コスプレ衣装は、そういうのを貸してくれるところに頼んで用意することにした。
前日にそれが届いたので、みんなで試着してみたのだが…。
「う…そ。なんでこんなにミニなわけ?」
あたしが着るメイド服のスカートは、少し動けばパンツが見えてしまうくらい短いものだった。
「やっぱり、メイドはこれがお決まりでしょ」
「お決まりって、どうして遙のスッチーはミニじゃないのよ」
見れば遙が着るスッチーの制服は、あたしほどミニスカじゃない。
他のナースやバスガイドも同じだった。
「これは、スタイル抜群の千春だからでしょ?」
「そうそう」って周りのみんなも頷いてるけど、あたしはスタイル抜群なんかじゃない。
遙の方が、よっぽどスタイルいいじゃない。
「あたしはスタイル、よくないもん」
「大丈夫。千春がこれ着てみんなの前に出たら、うちのクラス人気投票一番間違いなしだから」
遙は全然あたしの話なんか、聞いちゃぁいないし…。
まいったな、こんな格好を先生に見られたらどうなるか…。
きっとそれ知ってて、こんなの用意したのに違いない。
遙の確信犯っ。
と怒ってみてもスカートの丈は長くならないわけだし、こればっかりはどうしようもないのかなと半ば諦めるしかなかった。
+++
当日、更衣室で衣装に着替えて自分の姿を鏡に映してみる。
はぁ…。
お決まりの溜め息に苦笑しか、浮かんでこない。
「きゃー、千春可愛いっ」
そんな今にも雨が降りそうなあたしの心とは裏腹に思いっきり晴天の遙があたしを見て黄色い声を上げた。
「どういたしまして」
「なによぉ、ふて腐れちゃって」
「別に?ふて腐れてなんかないけどぉ」
本当は、思いっきりふて腐れてるんだけどね。
「そんな怖い顔しないの、せっかくの可愛い顔が台無しでしょ。さ、行こうみんなもう用意できてるから」
あたしは、遙に引っ張られるようにして更衣室を後にした。
教室に戻るまでの間、みんなに見られてすごく恥ずかしかった。
動物園のパンダになった気分って、こういうことを言うのね。
そしてコスプレ喫茶の会場である教室に入るとそこにいた男子の視線が一気にあたしに集まった。

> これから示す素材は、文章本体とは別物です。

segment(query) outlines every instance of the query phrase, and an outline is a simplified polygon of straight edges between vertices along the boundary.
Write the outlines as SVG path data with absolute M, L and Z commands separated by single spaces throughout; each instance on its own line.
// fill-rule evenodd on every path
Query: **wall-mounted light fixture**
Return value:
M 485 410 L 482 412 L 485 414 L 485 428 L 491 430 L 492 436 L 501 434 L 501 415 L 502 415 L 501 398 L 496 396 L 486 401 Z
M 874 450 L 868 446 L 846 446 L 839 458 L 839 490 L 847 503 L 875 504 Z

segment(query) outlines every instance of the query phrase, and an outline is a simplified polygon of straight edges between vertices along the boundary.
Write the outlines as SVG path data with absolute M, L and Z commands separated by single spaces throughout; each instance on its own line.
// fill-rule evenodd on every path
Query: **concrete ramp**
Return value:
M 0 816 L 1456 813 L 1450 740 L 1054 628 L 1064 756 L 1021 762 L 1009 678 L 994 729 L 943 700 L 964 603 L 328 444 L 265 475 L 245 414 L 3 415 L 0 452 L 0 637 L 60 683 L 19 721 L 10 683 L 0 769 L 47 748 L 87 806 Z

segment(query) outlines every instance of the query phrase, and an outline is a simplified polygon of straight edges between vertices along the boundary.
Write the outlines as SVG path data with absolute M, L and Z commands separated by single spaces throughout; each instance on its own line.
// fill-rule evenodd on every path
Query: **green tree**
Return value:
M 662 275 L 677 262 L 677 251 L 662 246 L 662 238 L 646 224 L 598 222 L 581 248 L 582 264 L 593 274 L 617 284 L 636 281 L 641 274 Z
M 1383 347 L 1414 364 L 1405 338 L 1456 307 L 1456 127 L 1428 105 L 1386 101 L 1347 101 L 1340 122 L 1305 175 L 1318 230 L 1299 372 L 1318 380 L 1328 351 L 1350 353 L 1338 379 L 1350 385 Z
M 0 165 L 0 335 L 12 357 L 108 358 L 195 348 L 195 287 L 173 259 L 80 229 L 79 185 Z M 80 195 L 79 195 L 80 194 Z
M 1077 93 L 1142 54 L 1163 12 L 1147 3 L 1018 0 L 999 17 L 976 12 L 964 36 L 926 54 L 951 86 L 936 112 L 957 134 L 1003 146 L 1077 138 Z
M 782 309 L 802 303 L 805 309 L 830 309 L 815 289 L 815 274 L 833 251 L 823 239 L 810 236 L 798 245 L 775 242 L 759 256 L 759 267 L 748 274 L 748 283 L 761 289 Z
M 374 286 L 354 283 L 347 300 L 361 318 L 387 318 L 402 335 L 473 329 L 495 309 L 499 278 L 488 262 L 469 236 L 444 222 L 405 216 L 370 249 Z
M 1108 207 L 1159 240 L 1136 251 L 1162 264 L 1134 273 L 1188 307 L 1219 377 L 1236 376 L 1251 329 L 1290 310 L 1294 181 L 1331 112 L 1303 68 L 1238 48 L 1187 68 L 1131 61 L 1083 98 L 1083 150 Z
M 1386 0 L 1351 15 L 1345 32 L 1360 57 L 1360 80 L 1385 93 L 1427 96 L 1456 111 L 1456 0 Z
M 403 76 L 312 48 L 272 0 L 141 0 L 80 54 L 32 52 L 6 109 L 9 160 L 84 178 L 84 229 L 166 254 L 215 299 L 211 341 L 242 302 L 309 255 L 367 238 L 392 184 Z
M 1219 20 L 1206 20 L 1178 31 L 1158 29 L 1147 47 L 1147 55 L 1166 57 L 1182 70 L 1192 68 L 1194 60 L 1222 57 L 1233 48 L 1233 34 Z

「ちょっと千春が可愛いのはわかるけど、見惚れてないでさっさと準備してよね。もう始まっちゃうじゃない」
遙が声を出さなかったら、目の前の男子はすっかり自分達の役目を忘れていただろう。
「よぉ、みんな準備は整ったのか?」
担任の宮田先生が、心配して覗きにきたようだ。
そして、あたしを見るなり…。
「河合…」
え?先生固まっちゃったけど、大丈夫かしら…。
「お前、それ…」
やっぱり、いくらなんでもこの格好はマズイわよね。
うんうん。
「あのっ、やっぱりこういうのマズイですよね」
「いやそんなことはないぞ、しかし似合いすぎだな。いやぁ、これでうちのクラスが人気投票一番になるのは間違いないだろう。これは、他の先生方も連れてこなきゃな」
「これは楽しみだ」とかなんとか言いながら、宮田先生はスキップでもしそうな勢いで職員室に帰っていった。
『なによっ』教師なんだから、こんな格好マズイとか言いなさいよ。
コスプレ喫茶の噂はあっという間に広がって、超陀の列ができるほど大盛況だった。
「ねえ君、河合さんって言うんだ可愛いね。後で、俺たちと遊ばない?」
あたしが担当したテーブルに座っていた2人の男性のうちの1人がそう言ってきた。
多分、雰囲気からして大学生くらいだろうか?
真っ黒に日焼けしていて、はだけたシャツの胸元からはクロスのペンダントが見える。
どう見ても、遊び人だろう。
「すみません。そういうお誘いには、応じられませんので」
にっこりと笑って、その場を後にする。
さっきから、何回こんな言葉をかけられただろうか。
いい加減、嫌になってくるわ。
はぁ…。
もう一生分、いやそれ以上の溜め息を吐いたような気がした。